Classification With Missing Data
Abstract
The classification pattern has played a fundamental role in successfully solving problems in
various fields, such as computer science and medicine. However, missing values have become
an increasingly challenging problem in many real-world classification applications, causing errors in classification results. Therefore, when solving classification tasks, dealing with missing
data problems must be a prerequisite for pattern classification.

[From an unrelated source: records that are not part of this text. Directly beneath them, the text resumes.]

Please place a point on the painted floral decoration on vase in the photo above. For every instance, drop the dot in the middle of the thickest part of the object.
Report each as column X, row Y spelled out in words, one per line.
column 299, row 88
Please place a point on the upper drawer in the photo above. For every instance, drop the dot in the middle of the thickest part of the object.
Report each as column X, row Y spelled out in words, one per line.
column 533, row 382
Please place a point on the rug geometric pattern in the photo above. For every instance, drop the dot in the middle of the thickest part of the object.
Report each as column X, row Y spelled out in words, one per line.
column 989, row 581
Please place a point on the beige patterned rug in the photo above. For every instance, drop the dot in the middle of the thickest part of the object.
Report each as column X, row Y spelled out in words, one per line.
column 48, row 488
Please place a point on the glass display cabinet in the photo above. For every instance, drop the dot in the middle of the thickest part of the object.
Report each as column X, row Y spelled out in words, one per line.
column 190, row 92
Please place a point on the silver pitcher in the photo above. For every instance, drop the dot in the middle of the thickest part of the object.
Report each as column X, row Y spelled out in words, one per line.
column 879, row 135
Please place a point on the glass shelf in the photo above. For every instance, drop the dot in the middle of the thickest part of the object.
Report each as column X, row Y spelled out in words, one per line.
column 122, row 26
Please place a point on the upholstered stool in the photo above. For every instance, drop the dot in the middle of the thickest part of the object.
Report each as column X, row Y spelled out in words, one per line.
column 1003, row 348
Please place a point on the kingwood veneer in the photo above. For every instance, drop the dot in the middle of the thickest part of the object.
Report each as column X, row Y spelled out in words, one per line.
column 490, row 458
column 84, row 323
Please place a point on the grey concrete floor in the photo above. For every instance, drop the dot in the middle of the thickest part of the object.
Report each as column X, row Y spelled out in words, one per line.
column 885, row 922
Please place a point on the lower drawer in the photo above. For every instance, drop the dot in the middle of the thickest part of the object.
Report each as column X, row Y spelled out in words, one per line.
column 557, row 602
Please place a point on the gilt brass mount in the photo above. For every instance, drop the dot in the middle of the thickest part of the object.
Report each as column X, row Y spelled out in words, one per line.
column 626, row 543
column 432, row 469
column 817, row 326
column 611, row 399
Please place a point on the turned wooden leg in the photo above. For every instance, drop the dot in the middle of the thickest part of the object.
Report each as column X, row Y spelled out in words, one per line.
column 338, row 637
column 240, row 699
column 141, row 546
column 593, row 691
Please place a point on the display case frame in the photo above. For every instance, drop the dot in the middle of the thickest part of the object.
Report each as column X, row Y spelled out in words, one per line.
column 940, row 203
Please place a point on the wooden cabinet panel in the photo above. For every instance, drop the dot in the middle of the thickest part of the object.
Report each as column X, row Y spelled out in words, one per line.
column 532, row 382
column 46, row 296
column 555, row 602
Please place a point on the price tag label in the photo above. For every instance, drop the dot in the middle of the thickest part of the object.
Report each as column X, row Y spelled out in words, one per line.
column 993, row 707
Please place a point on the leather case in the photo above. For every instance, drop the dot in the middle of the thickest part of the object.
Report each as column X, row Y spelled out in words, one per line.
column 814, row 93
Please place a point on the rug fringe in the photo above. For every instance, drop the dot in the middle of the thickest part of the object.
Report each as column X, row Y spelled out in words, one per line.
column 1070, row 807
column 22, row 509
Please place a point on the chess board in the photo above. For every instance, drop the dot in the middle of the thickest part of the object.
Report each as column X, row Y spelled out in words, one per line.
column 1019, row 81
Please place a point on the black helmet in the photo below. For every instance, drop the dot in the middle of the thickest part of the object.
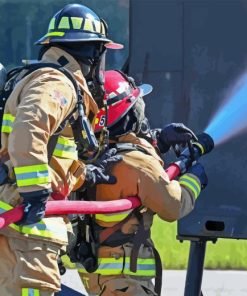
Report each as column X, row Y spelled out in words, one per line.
column 75, row 23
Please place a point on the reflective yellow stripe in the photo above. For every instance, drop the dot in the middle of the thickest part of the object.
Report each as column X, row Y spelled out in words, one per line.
column 32, row 175
column 112, row 266
column 66, row 148
column 64, row 23
column 9, row 117
column 7, row 123
column 52, row 24
column 30, row 292
column 102, row 29
column 45, row 228
column 116, row 217
column 76, row 22
column 88, row 25
column 31, row 168
column 6, row 129
column 190, row 183
column 59, row 34
column 200, row 147
column 97, row 25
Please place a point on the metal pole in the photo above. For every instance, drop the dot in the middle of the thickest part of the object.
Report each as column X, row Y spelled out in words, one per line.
column 195, row 268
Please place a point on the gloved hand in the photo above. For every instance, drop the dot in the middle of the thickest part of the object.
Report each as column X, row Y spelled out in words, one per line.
column 98, row 173
column 199, row 172
column 3, row 173
column 174, row 133
column 34, row 207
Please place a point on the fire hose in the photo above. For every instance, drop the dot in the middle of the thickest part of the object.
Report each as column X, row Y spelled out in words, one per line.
column 186, row 158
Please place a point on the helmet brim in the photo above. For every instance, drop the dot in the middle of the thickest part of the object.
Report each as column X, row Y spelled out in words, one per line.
column 75, row 36
column 145, row 89
column 117, row 110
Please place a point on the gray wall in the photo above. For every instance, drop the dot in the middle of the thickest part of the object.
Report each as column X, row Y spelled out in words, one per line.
column 191, row 52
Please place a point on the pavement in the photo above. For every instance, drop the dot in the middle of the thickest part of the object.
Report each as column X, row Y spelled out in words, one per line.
column 215, row 283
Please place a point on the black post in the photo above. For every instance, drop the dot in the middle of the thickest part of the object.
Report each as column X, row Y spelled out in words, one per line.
column 195, row 268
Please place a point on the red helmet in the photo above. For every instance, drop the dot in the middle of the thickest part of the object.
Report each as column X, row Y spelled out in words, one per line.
column 121, row 95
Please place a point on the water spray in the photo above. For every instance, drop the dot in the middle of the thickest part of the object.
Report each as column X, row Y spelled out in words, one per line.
column 231, row 119
column 192, row 153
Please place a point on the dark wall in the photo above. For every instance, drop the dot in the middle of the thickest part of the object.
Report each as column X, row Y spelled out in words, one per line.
column 192, row 52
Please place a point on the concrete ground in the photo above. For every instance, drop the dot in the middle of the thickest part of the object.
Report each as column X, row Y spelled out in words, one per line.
column 215, row 283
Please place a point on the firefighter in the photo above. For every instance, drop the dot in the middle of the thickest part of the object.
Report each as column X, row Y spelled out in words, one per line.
column 114, row 252
column 39, row 158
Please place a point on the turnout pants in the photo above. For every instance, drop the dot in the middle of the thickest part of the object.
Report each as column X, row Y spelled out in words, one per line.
column 121, row 285
column 28, row 267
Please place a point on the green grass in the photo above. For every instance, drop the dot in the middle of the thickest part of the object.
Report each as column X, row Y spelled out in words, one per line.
column 225, row 254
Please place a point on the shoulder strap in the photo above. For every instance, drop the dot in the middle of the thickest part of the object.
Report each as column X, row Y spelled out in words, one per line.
column 125, row 147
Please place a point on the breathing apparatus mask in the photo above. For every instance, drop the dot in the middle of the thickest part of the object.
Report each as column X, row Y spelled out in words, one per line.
column 91, row 58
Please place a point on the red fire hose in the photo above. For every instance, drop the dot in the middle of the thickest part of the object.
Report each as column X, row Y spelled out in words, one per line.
column 83, row 207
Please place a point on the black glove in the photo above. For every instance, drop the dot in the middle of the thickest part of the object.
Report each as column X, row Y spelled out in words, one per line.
column 199, row 172
column 171, row 134
column 34, row 206
column 3, row 174
column 98, row 173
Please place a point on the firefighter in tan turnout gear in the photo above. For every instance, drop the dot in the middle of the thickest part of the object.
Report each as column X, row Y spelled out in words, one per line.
column 39, row 155
column 116, row 255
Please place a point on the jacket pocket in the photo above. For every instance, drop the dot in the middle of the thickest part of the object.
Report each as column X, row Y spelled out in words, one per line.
column 36, row 265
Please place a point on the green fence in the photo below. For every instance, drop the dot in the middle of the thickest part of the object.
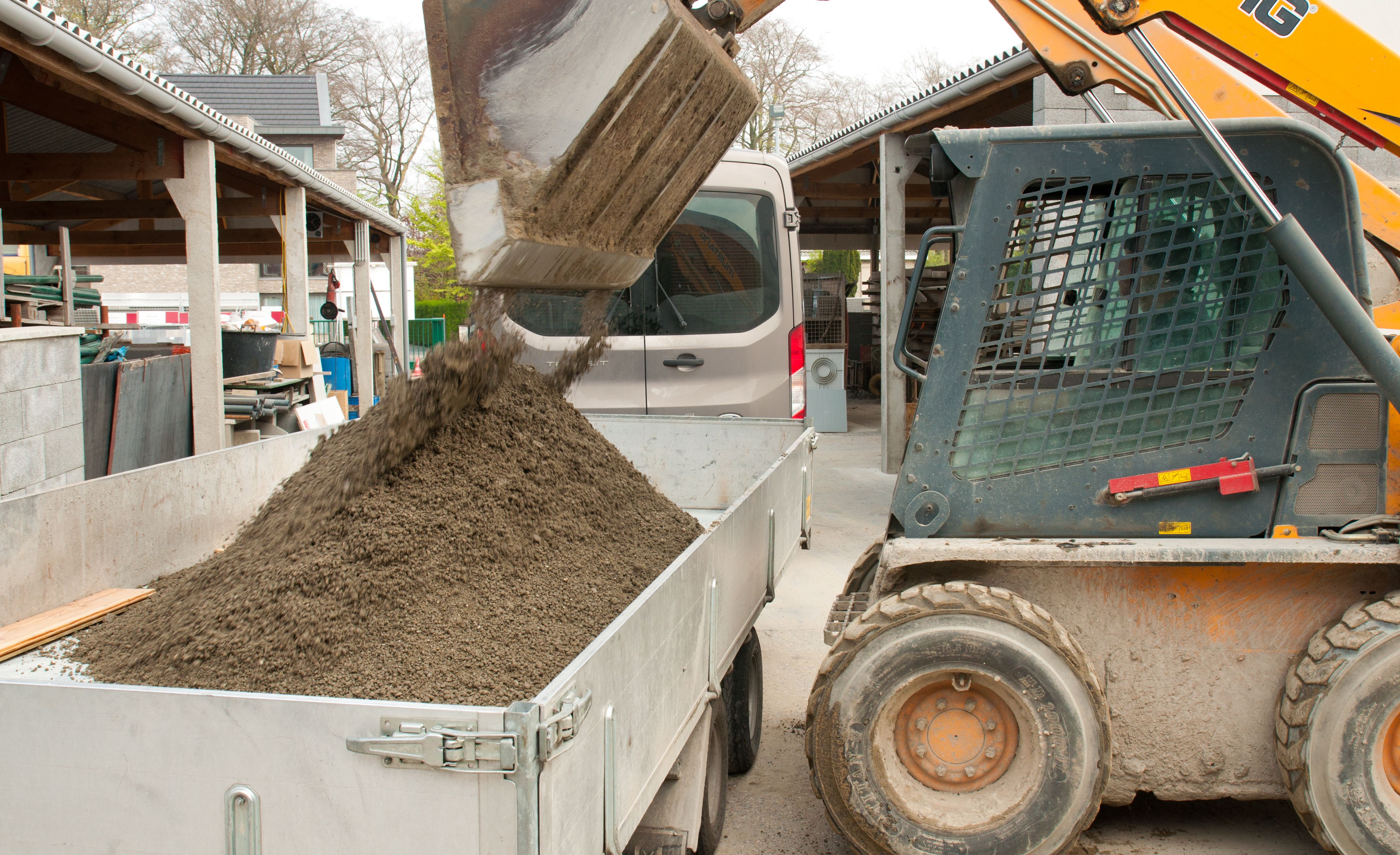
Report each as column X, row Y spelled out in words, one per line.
column 425, row 334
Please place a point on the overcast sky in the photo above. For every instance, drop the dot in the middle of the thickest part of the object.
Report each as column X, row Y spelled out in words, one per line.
column 866, row 38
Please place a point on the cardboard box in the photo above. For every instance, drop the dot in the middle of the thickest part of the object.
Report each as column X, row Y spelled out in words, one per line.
column 297, row 359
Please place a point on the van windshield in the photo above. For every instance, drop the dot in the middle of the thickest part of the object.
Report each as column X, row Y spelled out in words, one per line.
column 717, row 272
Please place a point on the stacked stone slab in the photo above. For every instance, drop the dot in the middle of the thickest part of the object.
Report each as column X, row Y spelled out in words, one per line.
column 41, row 411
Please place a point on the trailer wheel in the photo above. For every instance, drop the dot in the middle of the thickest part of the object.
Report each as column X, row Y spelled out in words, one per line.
column 957, row 718
column 1339, row 731
column 716, row 781
column 742, row 691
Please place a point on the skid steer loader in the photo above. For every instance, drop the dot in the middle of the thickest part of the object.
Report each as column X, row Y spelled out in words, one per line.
column 1143, row 539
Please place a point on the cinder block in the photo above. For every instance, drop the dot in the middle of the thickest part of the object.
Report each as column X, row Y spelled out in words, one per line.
column 1066, row 117
column 72, row 394
column 22, row 465
column 12, row 416
column 59, row 360
column 19, row 365
column 64, row 450
column 42, row 409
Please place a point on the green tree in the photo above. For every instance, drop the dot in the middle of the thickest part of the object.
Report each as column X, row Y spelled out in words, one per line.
column 839, row 261
column 430, row 241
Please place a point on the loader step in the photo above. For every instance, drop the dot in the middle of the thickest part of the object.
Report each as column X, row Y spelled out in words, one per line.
column 845, row 609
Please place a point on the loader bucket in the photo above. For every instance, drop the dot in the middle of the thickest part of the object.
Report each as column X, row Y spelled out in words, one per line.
column 575, row 132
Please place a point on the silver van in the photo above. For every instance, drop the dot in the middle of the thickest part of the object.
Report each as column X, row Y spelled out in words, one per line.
column 715, row 325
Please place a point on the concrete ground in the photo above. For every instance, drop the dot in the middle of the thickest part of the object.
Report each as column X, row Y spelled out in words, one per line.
column 772, row 808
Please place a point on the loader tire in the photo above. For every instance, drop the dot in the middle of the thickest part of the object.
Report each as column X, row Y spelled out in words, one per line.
column 744, row 699
column 1339, row 731
column 958, row 718
column 716, row 781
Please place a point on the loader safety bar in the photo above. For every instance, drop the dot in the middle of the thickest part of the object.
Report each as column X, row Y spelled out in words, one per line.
column 940, row 234
column 1230, row 476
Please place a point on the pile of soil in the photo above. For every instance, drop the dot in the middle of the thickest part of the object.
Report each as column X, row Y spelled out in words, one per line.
column 460, row 545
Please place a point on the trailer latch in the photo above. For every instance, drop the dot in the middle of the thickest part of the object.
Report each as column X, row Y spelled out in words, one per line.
column 453, row 746
column 558, row 732
column 1230, row 476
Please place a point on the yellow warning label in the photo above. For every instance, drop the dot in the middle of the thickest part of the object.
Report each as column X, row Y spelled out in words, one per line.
column 1301, row 93
column 1177, row 476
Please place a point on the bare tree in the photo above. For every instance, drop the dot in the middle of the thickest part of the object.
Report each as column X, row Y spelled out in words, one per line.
column 264, row 37
column 131, row 26
column 788, row 69
column 922, row 70
column 387, row 104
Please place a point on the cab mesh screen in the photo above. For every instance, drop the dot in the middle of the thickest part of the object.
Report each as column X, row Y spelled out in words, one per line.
column 1126, row 317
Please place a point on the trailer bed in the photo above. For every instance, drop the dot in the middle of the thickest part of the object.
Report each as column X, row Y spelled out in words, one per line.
column 122, row 769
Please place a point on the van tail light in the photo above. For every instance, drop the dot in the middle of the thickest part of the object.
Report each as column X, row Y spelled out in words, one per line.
column 797, row 370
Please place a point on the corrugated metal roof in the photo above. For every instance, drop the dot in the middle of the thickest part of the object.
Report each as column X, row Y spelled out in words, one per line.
column 276, row 100
column 964, row 83
column 28, row 133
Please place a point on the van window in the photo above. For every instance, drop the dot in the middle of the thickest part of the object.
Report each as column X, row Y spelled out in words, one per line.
column 562, row 313
column 717, row 272
column 717, row 269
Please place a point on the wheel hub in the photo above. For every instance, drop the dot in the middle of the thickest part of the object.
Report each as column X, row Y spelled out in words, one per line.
column 955, row 737
column 1391, row 754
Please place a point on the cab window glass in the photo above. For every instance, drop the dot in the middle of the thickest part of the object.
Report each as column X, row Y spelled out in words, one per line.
column 562, row 313
column 717, row 269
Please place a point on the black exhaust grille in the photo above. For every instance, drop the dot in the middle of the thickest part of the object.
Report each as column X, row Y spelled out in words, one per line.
column 1127, row 317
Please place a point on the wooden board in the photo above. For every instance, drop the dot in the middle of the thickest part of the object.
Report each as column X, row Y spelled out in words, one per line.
column 152, row 420
column 56, row 623
column 99, row 396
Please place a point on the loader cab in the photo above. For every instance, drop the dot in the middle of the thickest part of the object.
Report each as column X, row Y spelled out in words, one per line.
column 706, row 329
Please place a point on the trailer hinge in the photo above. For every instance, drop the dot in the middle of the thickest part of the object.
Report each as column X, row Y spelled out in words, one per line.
column 558, row 732
column 454, row 746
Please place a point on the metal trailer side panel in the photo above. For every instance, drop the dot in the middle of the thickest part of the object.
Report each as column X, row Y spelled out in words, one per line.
column 701, row 462
column 657, row 661
column 124, row 531
column 142, row 770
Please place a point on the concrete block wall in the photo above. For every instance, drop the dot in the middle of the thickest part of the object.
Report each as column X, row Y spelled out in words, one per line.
column 41, row 411
column 1052, row 107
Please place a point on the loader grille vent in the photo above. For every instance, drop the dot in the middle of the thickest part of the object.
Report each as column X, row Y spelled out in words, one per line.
column 1340, row 489
column 1127, row 317
column 1346, row 422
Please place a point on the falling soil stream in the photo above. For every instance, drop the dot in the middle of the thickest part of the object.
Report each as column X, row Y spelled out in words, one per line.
column 460, row 545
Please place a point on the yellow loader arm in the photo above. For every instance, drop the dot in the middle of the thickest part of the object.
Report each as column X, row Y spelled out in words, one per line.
column 1305, row 51
column 1080, row 55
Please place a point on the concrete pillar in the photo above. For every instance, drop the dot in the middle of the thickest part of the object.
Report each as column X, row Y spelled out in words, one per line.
column 294, row 236
column 198, row 202
column 895, row 168
column 400, row 297
column 363, row 318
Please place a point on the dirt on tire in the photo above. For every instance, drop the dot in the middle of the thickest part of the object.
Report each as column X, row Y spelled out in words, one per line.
column 461, row 556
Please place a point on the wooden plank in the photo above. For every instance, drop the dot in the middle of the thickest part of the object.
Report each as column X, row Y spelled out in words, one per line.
column 113, row 166
column 152, row 420
column 99, row 398
column 56, row 623
column 128, row 209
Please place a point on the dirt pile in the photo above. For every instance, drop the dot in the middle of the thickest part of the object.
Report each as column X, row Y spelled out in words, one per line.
column 496, row 536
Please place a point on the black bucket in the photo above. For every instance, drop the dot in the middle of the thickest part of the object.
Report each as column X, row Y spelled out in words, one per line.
column 248, row 353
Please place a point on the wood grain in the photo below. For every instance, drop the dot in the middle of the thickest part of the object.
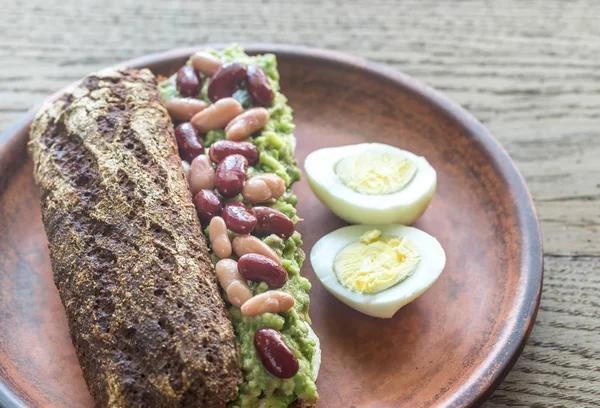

The methods for dealing with
missing data come from a statistical learning theory that has been extensively investigated and
applied. These range from simple methods such as deletion and single imputation, to more
sophisticated methods such as multiple imputation. Each method has its own set of benefits
and drawbacks. This study aims to determine the most accurate classification algorithms for
datasets that include missing observations. Additionally, it includes theoretical and analysis
sections. The theoretical section reviews detailed information required to understand the topic
more deeply using a combination of journal, articles, and books. The basic concepts of classification and missingness mechanisms are provided, and the accessible approaches for data with
missing values are explained. Further, this section includes examples of ways to develop a better
understanding of related theories. The analysis section performs predictive analysis on Scania
Trucks’ air pressure system data for component failure using Support Vector Machine, Naive
Bays, and Random Forest. Approaches to dealing with missing values and class imbalance are
covered because they are crucial parts of the machine learning process. The accuracy of seven
measurements are employed to compare the results of all the classification algorithms with different imputation approaches. The results showed that the effect of the classification technique
is higher than effect of the imputation technique. The best technique for imputation is based
on the technique of classification employed, therefore no approach for imputation is the best
technique of classification. The optimal combination of the classification technique and imputation method depends on measured metrics used and whether the state of the training dataset is
balanced or imbalanced.
However, in real-life applications, in-depth investigation for every dataset is required to establish which missing data estimation approaches will improve classification accuracy.